The people of Puerto Rico are natural-born citizens of the United States. This has been true since 1917, when Congress gave citizenship to everyone born in Puerto Rico. Yet people who live in Puerto Rico cannot vote in presidential elections, because the people of the United States don’t vote directly for president. They vote instead for Electors in the Electoral College, who vote on behalf of the state in which they reside.
Since Puerto Rico is not a state, the people of Puerto Rico have no vote in presidential elections.
While many people have pointed out the unfairness of this situation, Alan Grayson, Congressional representative for Florida, recently brought it up again in Congress. Congress is the entity that is capable of making Puerto Rico a state, as Puerto Ricans voted for the 2012 referendum. In response to that vote, the federal government set aside funds for one more referendum, the first federally sponsored plebiscite, which is expected to take place in 2017.
Grayson had another idea, though.
“Women and African-Americans were once denied this basic voting right,” he reminded his listeners from the floor of the U.S. House of Representatives. “Now it is American citizens who reside in Puerto Rico who suffer this disenfranchisement.”
He pointed out that Puerto Ricans who move to the mainland can vote and that Puerto Rico votes in presidential primaries and sends delegates to the Republican and Democratic party conventions.

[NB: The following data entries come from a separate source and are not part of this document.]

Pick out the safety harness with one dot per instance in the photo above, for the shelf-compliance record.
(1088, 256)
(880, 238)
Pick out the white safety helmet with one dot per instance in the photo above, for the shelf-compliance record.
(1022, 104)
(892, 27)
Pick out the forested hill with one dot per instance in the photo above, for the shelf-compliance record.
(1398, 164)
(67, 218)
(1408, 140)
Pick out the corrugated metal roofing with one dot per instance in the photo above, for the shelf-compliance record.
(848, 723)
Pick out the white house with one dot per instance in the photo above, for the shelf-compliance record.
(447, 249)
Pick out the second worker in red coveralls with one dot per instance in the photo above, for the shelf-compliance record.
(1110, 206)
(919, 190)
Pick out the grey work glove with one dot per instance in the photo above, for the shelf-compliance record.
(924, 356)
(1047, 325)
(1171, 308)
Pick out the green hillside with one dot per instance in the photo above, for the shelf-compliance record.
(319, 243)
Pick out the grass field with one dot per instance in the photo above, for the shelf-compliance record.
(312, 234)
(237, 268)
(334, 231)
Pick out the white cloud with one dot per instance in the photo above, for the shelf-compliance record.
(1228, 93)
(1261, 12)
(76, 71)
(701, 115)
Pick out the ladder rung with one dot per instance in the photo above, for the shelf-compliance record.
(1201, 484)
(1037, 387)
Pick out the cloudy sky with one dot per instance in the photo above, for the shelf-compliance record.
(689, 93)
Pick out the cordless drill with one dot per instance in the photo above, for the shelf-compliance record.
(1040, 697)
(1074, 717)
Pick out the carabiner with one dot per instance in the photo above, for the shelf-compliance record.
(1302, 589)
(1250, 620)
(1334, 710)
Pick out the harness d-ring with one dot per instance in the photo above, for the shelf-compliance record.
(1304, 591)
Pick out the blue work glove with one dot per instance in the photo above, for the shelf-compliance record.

Even so, he continued, “they are denied this very basic right to help choose the president and vice-president merely for living where they do.”
Grayson pointed out that Puerto Rico is the most populous of the U.S. territories. In fact, Puerto Rico has a larger population than all of the other territories combined and more residents than 28 of the 50 states. Comparing Puerto Rico not only to the U.S., Grayson said, “In all of the world’s democracies, Puerto Rico is the largest territory by population that cannot choose our national elected official. Three and a half million Americans in Puerto Rico have no say in who serves as President of the United States.”
While statehood would solve the problem automatically, Grayson suggested another course of action. “The solution to this problem,” he said, “is a simple one, and we have accomplished it before. Fifty-five years ago, the District of Columbia was granted electors to the electoral college with the passage of the 23rd Amendment to the Constitution. Like Puerto Rico now, the District of Columbia was not and is not a State.”
Grayson went on to propose a joint resolution calling for an amendment to the Constitution to treat Puerto Rico as if it were a state for the purposes of presidential elections.
The Orlando Political Observer reported that Grayson also said, in other remarks, “This is long overdue. If we ask Puerto Rican men and women to fight and die for our country, we must allow them to choose the Commander in Chief who will decide that fate…We must give Puerto Ricans the right to vote for President.”
Grayson did not seek reelection for his House seat in the 2016 election, opting instead to run for the U.S. Senate. He lost in the Democratic primary to Rep. Patrick Murphy, who ultimately lost to Sen. Marco Rubio (R), and will be replaced in the House by State Senator Darren Soto, who is the first Floridian of Puerto Rican heritage elected to the U.S. Congress.